On 27/09/2021 18:23, John English wrote:
> I'll try the temporary table approach as soon as I get a minute, and
> will let you know what happens.
I'm finally getting somewhere. Having (a) moved the row counting out to
a separate query, (b) renamed columns in the table to match what my code
requires so I can access the table directly instead of using a view, and
(c) using your (Rick's) original idea of a nested select (which I
decided to try again before going for a temporary table), I get an
execution time of 455ms (woo-hoo!) for this query:
SELECT DateTimeFormat(t_time,null) AS t_time,facility,event,details
FROM system_log,
(SELECT time FROM system_log
ORDER BY time DESC NULLS LAST FETCH NEXT 20 ROWS ONLY) AS x
WHERE system_log.time=x.time;
However, if I add in a WHERE clause:
SELECT DateTimeFormat(t_time,null) AS t_time,facility,event,details
FROM system_log,
(SELECT time FROM system_log
WHERE username='foo'
ORDER BY time DESC NULLS LAST FETCH NEXT 20 ROWS ONLY) AS x
WHERE system_log.time=x.time;
the execution time goes up to 2 seconds (I'm still happy!).

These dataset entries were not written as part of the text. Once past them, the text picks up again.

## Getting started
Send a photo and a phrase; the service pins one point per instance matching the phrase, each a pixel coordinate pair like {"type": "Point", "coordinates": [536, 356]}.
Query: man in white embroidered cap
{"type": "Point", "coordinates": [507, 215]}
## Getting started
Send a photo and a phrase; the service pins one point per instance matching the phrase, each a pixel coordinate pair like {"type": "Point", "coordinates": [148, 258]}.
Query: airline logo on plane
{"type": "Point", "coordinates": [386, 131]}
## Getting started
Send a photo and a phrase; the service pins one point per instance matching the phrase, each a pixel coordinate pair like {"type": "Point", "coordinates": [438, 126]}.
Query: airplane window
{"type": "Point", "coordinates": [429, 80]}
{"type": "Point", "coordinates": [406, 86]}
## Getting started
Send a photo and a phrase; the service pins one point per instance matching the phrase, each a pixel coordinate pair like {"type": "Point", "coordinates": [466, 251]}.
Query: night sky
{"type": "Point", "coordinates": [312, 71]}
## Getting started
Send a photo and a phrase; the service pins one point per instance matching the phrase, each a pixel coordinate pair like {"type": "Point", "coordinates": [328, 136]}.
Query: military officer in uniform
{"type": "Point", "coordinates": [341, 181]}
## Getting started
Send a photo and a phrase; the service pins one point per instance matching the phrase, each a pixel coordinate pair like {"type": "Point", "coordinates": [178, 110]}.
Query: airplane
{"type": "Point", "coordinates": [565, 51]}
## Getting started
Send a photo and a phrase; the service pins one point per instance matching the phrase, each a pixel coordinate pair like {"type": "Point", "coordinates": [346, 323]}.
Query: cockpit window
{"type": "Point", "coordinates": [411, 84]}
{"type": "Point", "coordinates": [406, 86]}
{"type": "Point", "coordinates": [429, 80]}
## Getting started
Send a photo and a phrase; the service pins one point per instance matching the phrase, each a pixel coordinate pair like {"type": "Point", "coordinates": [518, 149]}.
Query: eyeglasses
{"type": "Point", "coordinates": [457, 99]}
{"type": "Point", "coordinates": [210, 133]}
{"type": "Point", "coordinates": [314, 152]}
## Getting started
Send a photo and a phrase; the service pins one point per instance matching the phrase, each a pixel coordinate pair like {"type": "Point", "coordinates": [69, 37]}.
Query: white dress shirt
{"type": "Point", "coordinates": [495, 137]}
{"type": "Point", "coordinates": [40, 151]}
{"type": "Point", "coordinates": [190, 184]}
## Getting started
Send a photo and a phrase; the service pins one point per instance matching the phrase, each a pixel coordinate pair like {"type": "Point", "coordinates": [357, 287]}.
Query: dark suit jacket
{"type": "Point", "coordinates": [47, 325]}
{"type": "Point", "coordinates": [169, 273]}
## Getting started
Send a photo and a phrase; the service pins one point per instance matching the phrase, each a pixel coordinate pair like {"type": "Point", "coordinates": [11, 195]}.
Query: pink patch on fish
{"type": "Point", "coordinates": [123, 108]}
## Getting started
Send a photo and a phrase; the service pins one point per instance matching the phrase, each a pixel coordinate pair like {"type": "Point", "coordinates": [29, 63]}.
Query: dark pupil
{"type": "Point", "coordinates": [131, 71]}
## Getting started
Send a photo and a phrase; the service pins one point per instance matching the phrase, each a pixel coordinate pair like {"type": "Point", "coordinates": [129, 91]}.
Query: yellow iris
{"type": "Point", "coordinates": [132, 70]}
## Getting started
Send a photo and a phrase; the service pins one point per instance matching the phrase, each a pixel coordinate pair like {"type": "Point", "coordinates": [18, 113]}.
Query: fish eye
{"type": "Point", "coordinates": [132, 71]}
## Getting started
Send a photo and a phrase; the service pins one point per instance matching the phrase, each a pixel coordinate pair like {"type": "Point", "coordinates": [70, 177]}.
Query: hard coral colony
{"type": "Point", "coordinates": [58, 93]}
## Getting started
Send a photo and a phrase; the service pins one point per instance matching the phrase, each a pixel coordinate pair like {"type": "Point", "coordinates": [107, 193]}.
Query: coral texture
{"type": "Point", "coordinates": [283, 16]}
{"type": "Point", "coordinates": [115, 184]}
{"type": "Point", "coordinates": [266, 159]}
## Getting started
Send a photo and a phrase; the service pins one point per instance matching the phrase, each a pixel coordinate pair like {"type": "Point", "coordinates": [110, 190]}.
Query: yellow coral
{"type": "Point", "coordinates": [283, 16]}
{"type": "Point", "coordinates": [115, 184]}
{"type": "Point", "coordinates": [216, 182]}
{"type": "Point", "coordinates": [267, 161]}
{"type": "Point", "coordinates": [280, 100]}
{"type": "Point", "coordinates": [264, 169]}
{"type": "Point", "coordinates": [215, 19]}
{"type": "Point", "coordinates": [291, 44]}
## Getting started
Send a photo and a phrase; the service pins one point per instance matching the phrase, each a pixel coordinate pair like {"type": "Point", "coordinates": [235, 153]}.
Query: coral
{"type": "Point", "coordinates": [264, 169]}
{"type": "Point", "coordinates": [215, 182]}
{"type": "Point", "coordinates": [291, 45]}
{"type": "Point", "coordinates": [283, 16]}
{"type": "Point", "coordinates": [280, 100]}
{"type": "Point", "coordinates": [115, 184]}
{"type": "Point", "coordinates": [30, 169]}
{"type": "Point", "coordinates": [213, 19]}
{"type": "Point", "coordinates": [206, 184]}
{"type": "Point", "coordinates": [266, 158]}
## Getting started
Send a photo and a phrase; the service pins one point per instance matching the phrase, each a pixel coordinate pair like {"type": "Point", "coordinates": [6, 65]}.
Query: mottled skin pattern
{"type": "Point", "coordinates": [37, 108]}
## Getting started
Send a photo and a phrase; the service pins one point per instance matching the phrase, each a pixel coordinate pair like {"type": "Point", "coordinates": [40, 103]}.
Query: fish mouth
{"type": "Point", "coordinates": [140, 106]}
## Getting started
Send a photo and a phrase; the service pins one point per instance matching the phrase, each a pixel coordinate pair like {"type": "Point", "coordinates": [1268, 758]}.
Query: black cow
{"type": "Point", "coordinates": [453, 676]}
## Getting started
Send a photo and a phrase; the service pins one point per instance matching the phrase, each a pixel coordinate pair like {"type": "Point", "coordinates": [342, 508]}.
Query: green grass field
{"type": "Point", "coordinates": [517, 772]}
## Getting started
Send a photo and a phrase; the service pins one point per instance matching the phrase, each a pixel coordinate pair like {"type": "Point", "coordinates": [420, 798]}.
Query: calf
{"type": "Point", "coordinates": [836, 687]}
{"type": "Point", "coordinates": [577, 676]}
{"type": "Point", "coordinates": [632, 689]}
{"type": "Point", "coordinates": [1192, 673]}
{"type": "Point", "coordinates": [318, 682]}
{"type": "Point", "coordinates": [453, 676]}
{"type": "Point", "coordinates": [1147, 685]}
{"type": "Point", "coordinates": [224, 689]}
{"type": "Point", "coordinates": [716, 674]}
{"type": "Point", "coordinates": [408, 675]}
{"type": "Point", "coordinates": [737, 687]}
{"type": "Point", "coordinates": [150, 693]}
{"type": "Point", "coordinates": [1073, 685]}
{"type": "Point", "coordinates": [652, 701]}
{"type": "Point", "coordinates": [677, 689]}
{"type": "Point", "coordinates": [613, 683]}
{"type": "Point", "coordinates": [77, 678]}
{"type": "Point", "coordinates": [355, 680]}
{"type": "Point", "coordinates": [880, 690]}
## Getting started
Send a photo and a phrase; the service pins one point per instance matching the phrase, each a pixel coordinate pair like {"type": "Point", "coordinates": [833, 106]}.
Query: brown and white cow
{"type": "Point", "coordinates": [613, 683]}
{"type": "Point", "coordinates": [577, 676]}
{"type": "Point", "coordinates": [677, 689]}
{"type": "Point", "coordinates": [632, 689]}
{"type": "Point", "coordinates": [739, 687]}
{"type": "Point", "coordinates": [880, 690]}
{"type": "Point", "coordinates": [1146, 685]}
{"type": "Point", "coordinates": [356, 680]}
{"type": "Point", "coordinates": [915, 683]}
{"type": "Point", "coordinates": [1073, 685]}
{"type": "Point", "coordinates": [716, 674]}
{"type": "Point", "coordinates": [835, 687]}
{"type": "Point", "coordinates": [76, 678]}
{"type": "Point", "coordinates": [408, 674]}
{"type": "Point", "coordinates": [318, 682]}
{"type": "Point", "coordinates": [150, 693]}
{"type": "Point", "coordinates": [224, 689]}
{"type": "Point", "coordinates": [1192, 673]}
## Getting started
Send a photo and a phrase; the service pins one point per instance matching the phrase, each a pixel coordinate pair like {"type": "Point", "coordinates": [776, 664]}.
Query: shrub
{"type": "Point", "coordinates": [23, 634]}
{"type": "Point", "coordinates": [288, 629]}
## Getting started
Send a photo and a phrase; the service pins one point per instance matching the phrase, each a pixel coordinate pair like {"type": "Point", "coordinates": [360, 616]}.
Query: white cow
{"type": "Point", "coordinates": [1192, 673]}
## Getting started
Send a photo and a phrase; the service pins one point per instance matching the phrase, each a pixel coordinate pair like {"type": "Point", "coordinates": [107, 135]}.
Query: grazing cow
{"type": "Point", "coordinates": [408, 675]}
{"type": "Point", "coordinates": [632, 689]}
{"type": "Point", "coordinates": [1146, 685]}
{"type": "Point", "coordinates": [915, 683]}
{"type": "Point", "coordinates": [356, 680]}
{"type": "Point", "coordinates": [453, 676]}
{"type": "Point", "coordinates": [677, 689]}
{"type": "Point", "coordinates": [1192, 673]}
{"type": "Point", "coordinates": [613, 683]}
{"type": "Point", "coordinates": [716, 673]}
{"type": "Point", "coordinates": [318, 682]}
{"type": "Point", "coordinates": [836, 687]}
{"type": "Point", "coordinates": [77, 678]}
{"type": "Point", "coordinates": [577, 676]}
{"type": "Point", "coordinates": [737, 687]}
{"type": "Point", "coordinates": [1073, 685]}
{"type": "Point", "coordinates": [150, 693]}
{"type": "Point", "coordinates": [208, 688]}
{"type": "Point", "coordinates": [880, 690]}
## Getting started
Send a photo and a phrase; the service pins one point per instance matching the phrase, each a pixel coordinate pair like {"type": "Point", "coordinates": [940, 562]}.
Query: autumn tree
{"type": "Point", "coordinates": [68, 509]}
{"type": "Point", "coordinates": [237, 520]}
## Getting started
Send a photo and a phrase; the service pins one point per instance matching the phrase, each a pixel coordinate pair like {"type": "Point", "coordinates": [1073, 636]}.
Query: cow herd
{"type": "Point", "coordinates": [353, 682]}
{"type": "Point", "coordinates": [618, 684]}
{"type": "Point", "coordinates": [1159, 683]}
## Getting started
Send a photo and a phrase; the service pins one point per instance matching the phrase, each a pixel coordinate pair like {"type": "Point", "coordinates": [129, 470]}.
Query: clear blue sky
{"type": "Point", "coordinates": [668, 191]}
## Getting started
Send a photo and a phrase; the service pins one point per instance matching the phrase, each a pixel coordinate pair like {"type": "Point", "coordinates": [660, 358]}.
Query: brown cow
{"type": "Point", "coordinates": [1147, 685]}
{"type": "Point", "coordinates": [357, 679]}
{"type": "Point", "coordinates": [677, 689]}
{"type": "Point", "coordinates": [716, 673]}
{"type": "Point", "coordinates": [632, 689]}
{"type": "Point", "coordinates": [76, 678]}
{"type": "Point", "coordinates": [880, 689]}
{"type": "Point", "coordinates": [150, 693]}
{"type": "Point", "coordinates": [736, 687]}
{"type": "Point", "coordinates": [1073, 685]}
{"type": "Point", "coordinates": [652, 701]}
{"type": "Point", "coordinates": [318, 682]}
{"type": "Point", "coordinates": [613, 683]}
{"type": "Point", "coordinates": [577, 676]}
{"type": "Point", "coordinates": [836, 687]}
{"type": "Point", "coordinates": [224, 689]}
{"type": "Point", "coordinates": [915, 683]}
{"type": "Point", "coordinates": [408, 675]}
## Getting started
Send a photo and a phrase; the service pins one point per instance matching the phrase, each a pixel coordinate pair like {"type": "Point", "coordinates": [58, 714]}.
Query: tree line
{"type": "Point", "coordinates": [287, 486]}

The left
result set (the nested select, by the look of it) still doesn't use the
index:
Left result set:
Row Count (2):
Number of opens = 1
Rows seen = 20
Rows filtered = 0
...
Source result set:
Sort ResultSet:
Number of opens = 1
Rows input = 23211
Rows returned = 20
Eliminate duplicates = false
In sorted order = false
Sort information:
Number of rows input=23211
Number of rows output=23211
Sort type=internal
...
optimizer estimated row count: 38824.20
optimizer estimated cost: 399695.58
Source result set:
Project-Restrict ResultSet (4):
Number of opens = 1
Rows seen = 23211
Rows filtered = 0
restriction = false
projection = true
...
Source result set:
Table Scan ResultSet for SYSTEM_LOG at read uncommitted
isolation level using share row locking chosen by the optimizer
Number of opens = 1
Rows seen = 23211
but the right result set uses the PK index.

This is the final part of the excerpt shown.